I quickly got out my map of New Mexico and, sure enough, I found a town named Dixon. It was located in the Rio Grande Canyon on the low road to Taos. And, sure enough, there was a road that branched off from the canyon road leading to the right (east) up into the mountains.
The next available day when we could go driving we headed north to Dixon. It turned out Dixon was not much bigger than Madrid. It was right on the river surrounded by steep canyon walls. We turned right onto the road that led east into the mountains.
The little country road kept going up and up and up. Our car began huffing and puffing. In less than half an hour we gained several thousand feet in altitude and soon we were in beautiful tall pine forest. We rolled the car windows down to let in the cool pine-scented mountain air.

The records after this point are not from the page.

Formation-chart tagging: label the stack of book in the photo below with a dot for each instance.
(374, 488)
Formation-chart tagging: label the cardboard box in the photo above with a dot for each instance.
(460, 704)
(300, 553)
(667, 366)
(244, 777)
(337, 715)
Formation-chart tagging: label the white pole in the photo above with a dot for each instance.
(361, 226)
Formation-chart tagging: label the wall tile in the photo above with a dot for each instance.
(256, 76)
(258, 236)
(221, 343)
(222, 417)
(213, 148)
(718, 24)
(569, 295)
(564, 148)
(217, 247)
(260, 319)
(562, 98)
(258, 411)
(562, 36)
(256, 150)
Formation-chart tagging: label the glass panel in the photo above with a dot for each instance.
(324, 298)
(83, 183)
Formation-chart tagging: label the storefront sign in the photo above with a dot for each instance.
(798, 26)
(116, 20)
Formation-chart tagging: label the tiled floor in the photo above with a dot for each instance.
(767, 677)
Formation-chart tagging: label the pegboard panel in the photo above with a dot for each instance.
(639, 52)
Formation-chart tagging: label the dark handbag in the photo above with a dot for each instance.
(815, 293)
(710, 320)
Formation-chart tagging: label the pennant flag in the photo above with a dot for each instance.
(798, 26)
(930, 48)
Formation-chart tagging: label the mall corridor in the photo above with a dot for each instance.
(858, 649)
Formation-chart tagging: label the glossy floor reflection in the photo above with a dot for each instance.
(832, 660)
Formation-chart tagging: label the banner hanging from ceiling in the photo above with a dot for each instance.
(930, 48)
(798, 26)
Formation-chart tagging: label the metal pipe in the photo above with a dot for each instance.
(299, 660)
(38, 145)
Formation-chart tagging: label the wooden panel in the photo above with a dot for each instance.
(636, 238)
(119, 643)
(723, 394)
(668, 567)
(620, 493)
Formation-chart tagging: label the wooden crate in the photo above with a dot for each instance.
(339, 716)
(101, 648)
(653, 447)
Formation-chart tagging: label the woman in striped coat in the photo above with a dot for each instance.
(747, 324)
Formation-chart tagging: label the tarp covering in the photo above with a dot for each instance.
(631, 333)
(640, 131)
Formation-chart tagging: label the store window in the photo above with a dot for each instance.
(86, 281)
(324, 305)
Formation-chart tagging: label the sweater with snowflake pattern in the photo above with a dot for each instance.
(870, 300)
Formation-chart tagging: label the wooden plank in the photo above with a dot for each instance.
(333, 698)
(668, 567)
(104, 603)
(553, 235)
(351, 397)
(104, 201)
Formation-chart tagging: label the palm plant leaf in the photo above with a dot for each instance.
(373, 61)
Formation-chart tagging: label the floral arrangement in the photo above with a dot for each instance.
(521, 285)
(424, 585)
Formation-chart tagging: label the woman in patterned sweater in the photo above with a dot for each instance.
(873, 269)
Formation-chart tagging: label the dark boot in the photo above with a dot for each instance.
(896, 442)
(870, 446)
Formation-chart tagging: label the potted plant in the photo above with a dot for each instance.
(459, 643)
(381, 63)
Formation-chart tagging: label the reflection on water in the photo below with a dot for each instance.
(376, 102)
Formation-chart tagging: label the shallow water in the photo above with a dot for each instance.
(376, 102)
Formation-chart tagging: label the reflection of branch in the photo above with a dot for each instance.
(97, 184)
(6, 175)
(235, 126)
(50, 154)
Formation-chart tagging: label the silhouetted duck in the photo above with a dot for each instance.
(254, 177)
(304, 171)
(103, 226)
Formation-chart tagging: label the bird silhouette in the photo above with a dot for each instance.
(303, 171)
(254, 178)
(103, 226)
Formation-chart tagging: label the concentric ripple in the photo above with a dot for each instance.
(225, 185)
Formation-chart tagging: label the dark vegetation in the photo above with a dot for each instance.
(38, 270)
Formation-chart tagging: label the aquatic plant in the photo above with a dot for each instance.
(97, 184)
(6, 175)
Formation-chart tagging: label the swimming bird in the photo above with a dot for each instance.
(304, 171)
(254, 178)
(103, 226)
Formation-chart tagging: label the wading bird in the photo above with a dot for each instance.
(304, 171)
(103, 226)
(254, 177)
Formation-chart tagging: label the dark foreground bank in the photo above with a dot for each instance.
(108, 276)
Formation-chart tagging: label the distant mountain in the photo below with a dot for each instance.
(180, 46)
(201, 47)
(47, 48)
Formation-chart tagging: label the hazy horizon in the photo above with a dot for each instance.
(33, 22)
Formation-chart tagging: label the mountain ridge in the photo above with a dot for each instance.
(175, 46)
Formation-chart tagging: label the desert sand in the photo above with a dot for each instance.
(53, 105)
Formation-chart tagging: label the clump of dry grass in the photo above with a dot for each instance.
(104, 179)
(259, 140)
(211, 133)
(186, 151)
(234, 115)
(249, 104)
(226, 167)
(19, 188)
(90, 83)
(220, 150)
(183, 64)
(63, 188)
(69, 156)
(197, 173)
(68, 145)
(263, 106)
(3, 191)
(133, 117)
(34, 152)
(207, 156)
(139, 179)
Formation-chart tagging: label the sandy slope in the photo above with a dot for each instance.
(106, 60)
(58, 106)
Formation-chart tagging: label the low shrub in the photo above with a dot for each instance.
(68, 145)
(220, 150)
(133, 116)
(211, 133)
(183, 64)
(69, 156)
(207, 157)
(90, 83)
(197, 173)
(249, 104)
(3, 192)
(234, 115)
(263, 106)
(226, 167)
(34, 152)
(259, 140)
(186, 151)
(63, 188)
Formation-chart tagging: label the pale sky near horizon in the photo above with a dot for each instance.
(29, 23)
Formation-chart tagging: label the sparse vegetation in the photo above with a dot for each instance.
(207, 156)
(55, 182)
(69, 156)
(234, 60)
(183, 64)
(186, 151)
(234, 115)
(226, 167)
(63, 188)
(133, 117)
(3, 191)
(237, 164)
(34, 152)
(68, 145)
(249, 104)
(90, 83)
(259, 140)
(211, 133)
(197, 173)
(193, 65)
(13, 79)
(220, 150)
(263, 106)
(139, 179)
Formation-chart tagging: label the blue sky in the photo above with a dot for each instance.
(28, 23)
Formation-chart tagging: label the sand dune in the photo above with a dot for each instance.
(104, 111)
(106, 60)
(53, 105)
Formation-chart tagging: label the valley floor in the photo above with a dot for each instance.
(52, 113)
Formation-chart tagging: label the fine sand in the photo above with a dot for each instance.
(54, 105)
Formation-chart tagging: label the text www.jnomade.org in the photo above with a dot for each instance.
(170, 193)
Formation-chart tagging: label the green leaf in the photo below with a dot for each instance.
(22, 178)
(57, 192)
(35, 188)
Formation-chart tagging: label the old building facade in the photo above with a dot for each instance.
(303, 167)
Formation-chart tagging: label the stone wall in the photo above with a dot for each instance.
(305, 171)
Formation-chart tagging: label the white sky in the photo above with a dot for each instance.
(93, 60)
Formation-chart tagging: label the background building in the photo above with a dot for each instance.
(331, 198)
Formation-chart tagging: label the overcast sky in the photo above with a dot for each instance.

After cresting a rise in the road we came down into the most incredibly beautiful little green mountain valley that was surrounded by huge snow-capped 14,000 foot mountains. It took our breath away.
As we entered the little farming community situated in the valley we saw a cute little house on the right side of the road. There was a man in front of the house hammering a for rent sign into the ground. I hit the brakes and pulled off the road.
We asked the man if we could take a look at the house. It turned out the house had a fully functional bathroom with hot and cold running water and a tub/shower. The house also had heating and a fairly large kitchen. Most importantly, the house had three large windows on the east side with an incredible view of snow-capped 14,000 foot mountains! And it was affordable!
As I handed the man the necessary cash he said, “Well, I guess I better go take down that sign.”
The lesson here, of course, is…
Always listen to your dreams!
We were so excited and so ready to move in but we were not quite finished with Madrid yet. On the way back home we stopped at a grocery store to pick up some empty cardboard boxes. Back in Madrid my wife promptly gave her two-week notice at her job and the baby and I started packing.
A couple of days later it happened. It was an unimaginable experience.
I was indoors playing with the girl when I heard thumping on the big picture window. I thought, Oh no, a hail storm. When I went to the window I realized that it was not hail pounding the window but rather bugs!
It was a locust swarm!
A giant cloud of millions upon millions of locusts had descended on Madrid. Most people have seen video of the locust swarms in Africa but I was actually witnessing one before my very eyes. It was downright apocalyptic.
The locusts were so thick they actually blocked out the sun a bit. I stood there and watched in utter disbelief. I had never seen anything like it.
It lasted for almost half an hour until the spectacle changed. Suddenly the air was now also filled with thousands upon thousands of birds. They arrived en masse to feast on the locusts. The sky grew even darker. And all those birds were screaming at the top of their lungs. It was thunderous. I soon felt like I was in the middle of an Alfred Hitchcock movie.
Things eventually calmed down. The locusts moved on and the birds followed them. The little Earthling and I went outside to survey the damage. The flowers in the flower pots I had on the porch were completely stripped of their leaves with only stalks left poking out of the pots. Everywhere I looked all the trees and plants and grass were stripped of vegetation — except for a few of the cacti. It was mind-blowing. It was like taking a walk after a hurricane or tornado. It is a memory that still makes me shudder.
Perhaps it was a fitting end to our summer in Madrid. It had been a summer when Mother Nature showed us things we would never forget.
But soon we found ourselves in a radically different environment after moving way, way, way up into the mountains. As it turned out Mother Nature lives up there, too, and she would have plenty more to show us over the next three years of intense exciting adventure.